Baskett Slough: Fender's Blue a rare and wonderful sight

Road Journals Blog—I had just moved to Salem when I first heard tales of the Fender’s Blue. My neighbor told me about swarms of tiny blue butterflies blanketing a nearby sun-swathed hill for just one or two weeks at the end of May and beginning of June. He said it was not to be missed.

If you, too, have an enthusiastic neighbor, you know that stories like these can be worth checking out.


Fender's Blue at Baskett Slough. | George Gentry/USFWS Pacific

The Fender’s Blue was collected in this region as early as the 1920s, but has long thought to be extinct. Then in 1989, conservationist Paul Hammond took notice of some unidentified blue-grey butterflies that were thriving in patches of Willamette Valley prairie grasses, primarily at the Baskett Slough National Wildlife Refuge.

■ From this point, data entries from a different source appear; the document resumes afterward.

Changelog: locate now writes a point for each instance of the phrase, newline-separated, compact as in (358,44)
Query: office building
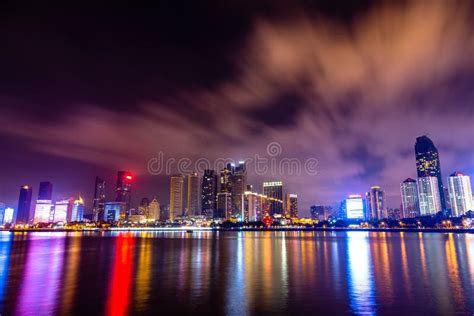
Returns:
(123,190)
(354,207)
(113,211)
(176,196)
(409,193)
(209,193)
(375,203)
(274,190)
(62,211)
(238,187)
(24,205)
(98,202)
(192,205)
(428,195)
(77,212)
(460,193)
(224,205)
(428,165)
(154,212)
(291,205)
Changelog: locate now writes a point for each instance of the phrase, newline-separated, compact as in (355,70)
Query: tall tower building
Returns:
(239,185)
(409,192)
(209,193)
(428,165)
(428,195)
(176,196)
(154,213)
(99,199)
(45,191)
(224,205)
(225,181)
(274,191)
(291,205)
(24,205)
(460,193)
(123,189)
(375,200)
(193,195)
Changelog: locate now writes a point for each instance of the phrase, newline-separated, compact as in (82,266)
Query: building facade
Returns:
(409,193)
(176,196)
(428,165)
(274,190)
(209,193)
(460,193)
(375,199)
(428,195)
(24,205)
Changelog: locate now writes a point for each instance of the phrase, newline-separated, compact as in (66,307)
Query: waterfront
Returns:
(241,273)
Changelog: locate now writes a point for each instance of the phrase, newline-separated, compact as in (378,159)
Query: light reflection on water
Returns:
(236,273)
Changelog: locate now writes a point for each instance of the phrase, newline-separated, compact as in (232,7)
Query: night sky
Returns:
(89,89)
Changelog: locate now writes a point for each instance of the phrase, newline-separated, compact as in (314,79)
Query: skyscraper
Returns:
(154,210)
(239,184)
(124,189)
(44,209)
(24,205)
(77,212)
(193,195)
(410,206)
(460,193)
(428,165)
(209,193)
(176,196)
(375,200)
(274,190)
(224,205)
(45,191)
(99,199)
(291,205)
(428,195)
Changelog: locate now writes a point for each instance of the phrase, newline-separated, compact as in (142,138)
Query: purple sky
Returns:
(349,86)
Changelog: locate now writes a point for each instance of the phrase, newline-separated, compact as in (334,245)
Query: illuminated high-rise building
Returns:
(99,199)
(24,205)
(409,192)
(8,217)
(354,207)
(45,191)
(44,208)
(238,187)
(192,205)
(375,200)
(154,212)
(224,205)
(428,165)
(123,189)
(176,196)
(2,213)
(274,190)
(460,193)
(62,211)
(225,180)
(428,195)
(209,193)
(291,205)
(77,212)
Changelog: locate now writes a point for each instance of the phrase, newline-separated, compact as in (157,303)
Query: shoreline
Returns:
(208,229)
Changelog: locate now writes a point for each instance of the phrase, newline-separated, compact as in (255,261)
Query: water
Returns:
(246,273)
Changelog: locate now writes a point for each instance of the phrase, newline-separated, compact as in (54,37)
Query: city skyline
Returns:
(353,99)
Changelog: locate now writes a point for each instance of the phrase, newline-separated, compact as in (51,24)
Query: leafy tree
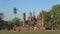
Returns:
(15,11)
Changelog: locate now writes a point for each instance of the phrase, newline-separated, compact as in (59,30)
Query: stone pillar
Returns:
(24,19)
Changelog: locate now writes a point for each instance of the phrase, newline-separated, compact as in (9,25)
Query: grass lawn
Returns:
(41,32)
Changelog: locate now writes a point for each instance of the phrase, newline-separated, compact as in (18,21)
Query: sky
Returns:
(27,6)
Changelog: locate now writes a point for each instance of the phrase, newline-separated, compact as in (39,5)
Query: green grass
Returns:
(41,32)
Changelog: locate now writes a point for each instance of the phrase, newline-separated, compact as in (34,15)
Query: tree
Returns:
(55,16)
(15,11)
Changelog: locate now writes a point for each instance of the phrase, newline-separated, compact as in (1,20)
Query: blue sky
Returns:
(27,6)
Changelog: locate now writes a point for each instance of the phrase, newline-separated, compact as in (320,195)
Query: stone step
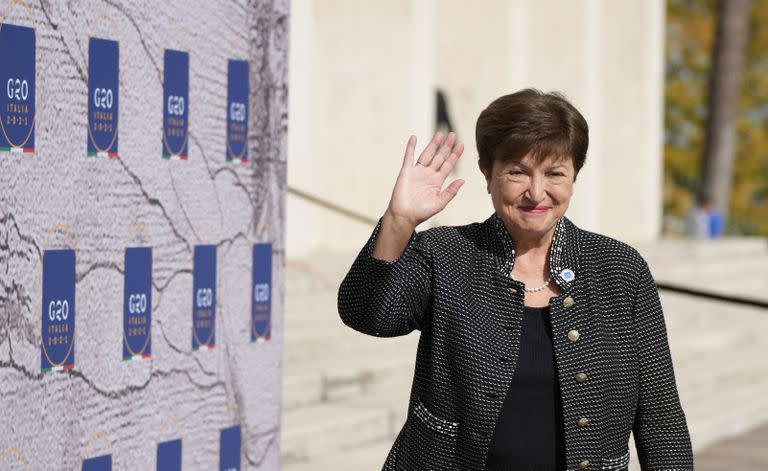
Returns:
(302,386)
(324,429)
(335,425)
(367,456)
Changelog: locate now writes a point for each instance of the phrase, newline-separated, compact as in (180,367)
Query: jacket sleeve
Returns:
(388,299)
(660,429)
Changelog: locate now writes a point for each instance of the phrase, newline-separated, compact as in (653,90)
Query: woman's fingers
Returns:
(426,156)
(409,148)
(443,152)
(450,162)
(448,193)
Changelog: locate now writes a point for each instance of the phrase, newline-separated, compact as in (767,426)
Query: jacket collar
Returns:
(563,253)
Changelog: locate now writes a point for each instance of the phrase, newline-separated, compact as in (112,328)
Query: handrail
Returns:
(713,296)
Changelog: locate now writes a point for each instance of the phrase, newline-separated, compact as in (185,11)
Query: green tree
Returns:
(690,39)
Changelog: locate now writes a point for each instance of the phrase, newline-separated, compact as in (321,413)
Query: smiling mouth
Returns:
(535,210)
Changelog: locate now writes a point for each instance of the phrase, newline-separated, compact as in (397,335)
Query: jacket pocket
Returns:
(429,442)
(616,464)
(434,422)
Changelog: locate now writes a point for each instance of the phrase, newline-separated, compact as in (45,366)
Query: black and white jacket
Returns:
(452,283)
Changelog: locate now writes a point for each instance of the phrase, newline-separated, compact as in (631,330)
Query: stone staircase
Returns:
(345,394)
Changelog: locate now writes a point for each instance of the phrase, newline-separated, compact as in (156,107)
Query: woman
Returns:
(542,345)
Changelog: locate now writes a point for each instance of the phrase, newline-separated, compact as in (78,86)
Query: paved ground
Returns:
(745,452)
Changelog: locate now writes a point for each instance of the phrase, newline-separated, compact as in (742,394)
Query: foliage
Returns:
(691,29)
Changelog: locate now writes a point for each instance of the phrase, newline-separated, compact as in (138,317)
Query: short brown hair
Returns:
(530,121)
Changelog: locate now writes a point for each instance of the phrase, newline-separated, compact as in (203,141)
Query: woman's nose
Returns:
(535,191)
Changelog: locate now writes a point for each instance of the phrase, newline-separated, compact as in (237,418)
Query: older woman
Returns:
(542,345)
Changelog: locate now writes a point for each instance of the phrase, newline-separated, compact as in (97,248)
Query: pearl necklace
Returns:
(533,290)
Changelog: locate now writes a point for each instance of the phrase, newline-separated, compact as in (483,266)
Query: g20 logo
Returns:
(176,105)
(103,98)
(137,303)
(204,297)
(58,310)
(17,89)
(237,112)
(261,292)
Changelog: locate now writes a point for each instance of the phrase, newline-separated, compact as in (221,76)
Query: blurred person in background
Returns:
(704,221)
(542,345)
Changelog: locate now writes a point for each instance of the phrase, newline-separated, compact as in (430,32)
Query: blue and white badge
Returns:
(100,463)
(137,303)
(229,449)
(237,111)
(57,351)
(175,104)
(103,97)
(204,298)
(261,311)
(17,99)
(169,455)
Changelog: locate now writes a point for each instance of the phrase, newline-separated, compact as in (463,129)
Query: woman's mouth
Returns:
(534,209)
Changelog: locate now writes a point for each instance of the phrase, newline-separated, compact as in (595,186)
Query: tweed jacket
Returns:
(612,356)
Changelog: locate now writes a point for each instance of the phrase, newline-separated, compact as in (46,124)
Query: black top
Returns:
(529,434)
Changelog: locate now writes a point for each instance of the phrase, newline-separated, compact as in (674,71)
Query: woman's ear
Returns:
(487,175)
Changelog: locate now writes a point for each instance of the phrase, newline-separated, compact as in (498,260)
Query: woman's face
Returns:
(530,197)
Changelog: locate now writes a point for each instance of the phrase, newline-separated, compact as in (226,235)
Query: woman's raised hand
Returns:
(418,194)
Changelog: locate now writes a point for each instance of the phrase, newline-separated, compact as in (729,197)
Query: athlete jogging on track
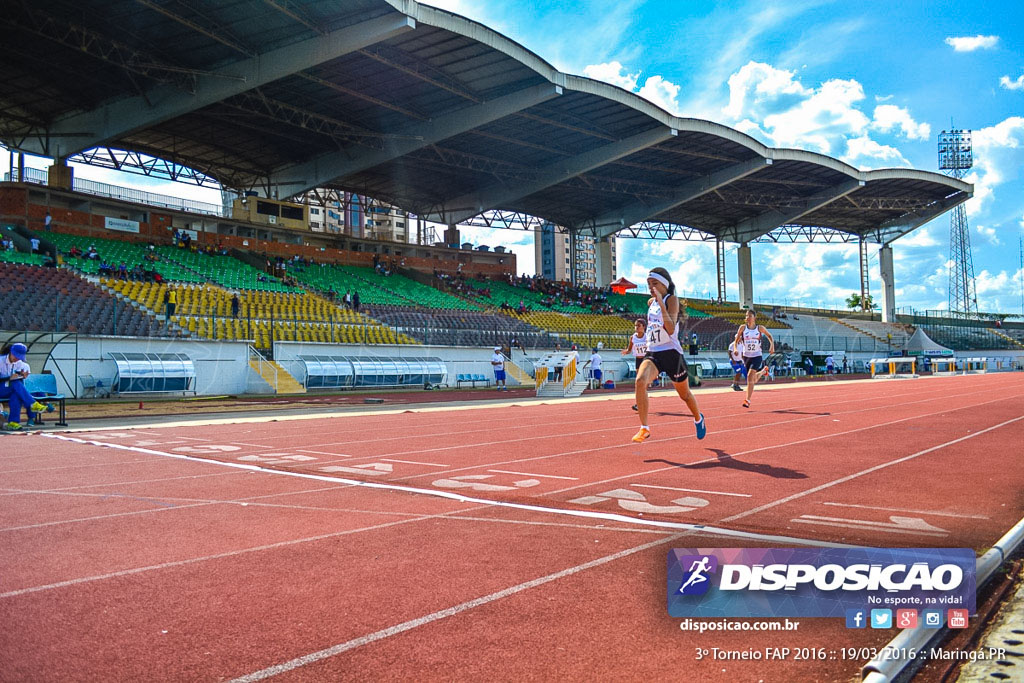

(The refuge protects 550 acres of native grasslands, 300 acres of forests, 500 acres of shallow-water seasonal wetlands, and 35 acres of permanent open water, mostly for visiting waterfowl and Canada geese. And now, butterflies.)


Fender's Blue on its lunch of choice. | George Gentry/USFWS Pacific

What conservationists have since learned: Fender’s Blue rely on Kincaid’s Lupine, a dainty pink, threatened prairie flower. The butterflies lay their eggs at the base of these flowers, and the larvae eat the leaves of the plant during the autumn. They then crawl down its base to hide for the winter.

Come spring they build their cocoons and prepare for the great reveal in early May and June. The Kincaid’s Lupine, and only the Kincaid’s Lupine, it must be.

If it’s a sunny day and you’ve timed it right, you might be at Baskett Slough on the day when the butterflies emerge from their cocoons. I tried it myself on a bright day last spring. I’m a sucker for ephemera, and butterflies are the kings of this category.

I trekked up the refuge’s main hill, on a path that cuts through prairie grasses and ends up at a stunning 360-degree overlook, with a bird’s eye view of the Willamette Valley between Salem and the Cascades.

When I turned around, I saw them.

Or, rather, it.

There was only one little Fender’s Blue Butterfly, flitting around and chasing the breeze, moving in quick switchbacks, alighting briefly upon a dainty pink flower and rarely slowing down enough for me to study him closely. (I say “him” with confidence, as females have rust-colored wings.)

Yes, I came late to the party. But it was, without question, worth it.

Emily Grosvenor wrote about the Fender's Blue in the May/June 2011 issue of VIA.